From Sexile, Adela Vazquez is the culmination of everything trans: “transnational, transgendered, transformative, and fully transfixing.” (p. vii) Adela knows her own sense of risk, exile, and home in relation to her self-identity. Thanks to the created spaces of possibility, Adela can reinvent herself through the transition as a trans/migrant from Cuba to the U.S. Adela described the hope for her new self, “Beautiful like everything I ever wanted to but never thought I would have. You gonna be beautiful, girl. Like revolution in the flesh. Like hope.” (p.35) This shows that to transmigrate is not only a physical process for Adela, but also an emotional and internal change to her new sexual and gender identity in relation to the nation she lived in. To transmigrate means the need to adapt to the new environment and culture with its own customs and rules. Gender relates to national belonging. From her good friend Rolando, Adela learned about the “six commandments of living in the U.S.A”, such as the first commandment, “Stare not at the crotches of menfolk. It’s bad manners.” (p.45) The six commandments informs on the rules and behaviors that Adela has to abide by, in order to belong to her new nation of residence. By the end of the story, Adela realized that she cannot separate her origin from resident. One’s origin is part of the self, no matter what. Part of being a trans/migrant is connecting the social relations from the societies of origin and residence. There is the difficult process of assimilation and incorporation into the foreign culture and society, but it doesn’t mean to left go the ways of one’s origins entirely. These social relations with sexual and gender identity encompasses the path to becoming Adela’s “home”, no longer exiled, “All the in-between places are my home. This beautiful freak body is home. And everyday I love it…” (p.64)

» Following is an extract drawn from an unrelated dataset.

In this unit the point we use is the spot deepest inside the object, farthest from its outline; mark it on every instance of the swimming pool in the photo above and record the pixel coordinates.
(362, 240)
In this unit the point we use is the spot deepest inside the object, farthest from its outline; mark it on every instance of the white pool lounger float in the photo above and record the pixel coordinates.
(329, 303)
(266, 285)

From All That Glitters, 95% of young men migrated to the U.S. during California’s gold rush. As a consequence of transmigration, the created spaces of possibility and opportunity are paved to start a new life. Another consequence of transmigration is emphasized greatly from the lack or absence of women. Women are seen as the “humanizing” and “civilizing” force. The phenomenon of cross-gender practices emerged, especially cross-dressing. There’s also the discussion on masculinity and femininity in relation to gender identity, which is found to be blurred because it’s difficult to tell if an individual is a man or woman from appearance only. First, an example is seen from the representation of Chinese men as feminine and Chinese gender as illegible or indistinct from political discourses. This shows how cross-gender discourses are used in racialization and politics of exclusion in relation to transmigration and national movement. This discourse resulted in policing of new racial boundaries, along with having the Chinese Exclusion Act of 1882. From anti-Chinese politics, the nation concentrated on the “stereotypical figure of the feminized Chinese male domestic.” Due to the supposed lack of masculinity, Chinese men can mostly perform the domestic work, such as “[lacing] Madam’s corsets” or “[setting] the table for breakfast.” (p.394) Second, gender practices produced heteronormative white “American” masculinity. An example is seen at the dances, where it facilitated the appearance heteronormative relations. Some men would temporarily transform themselves to become women by dressing up as one. Wearing a handkerchief would also be indication of being a temporary woman. (p.387)
Trans/migrants is significant to trans studies because it contextualized the relationship between sex, gender, and nation, especially from the experiences of trans folks. Gender boundaries shift and have different cultural meanings.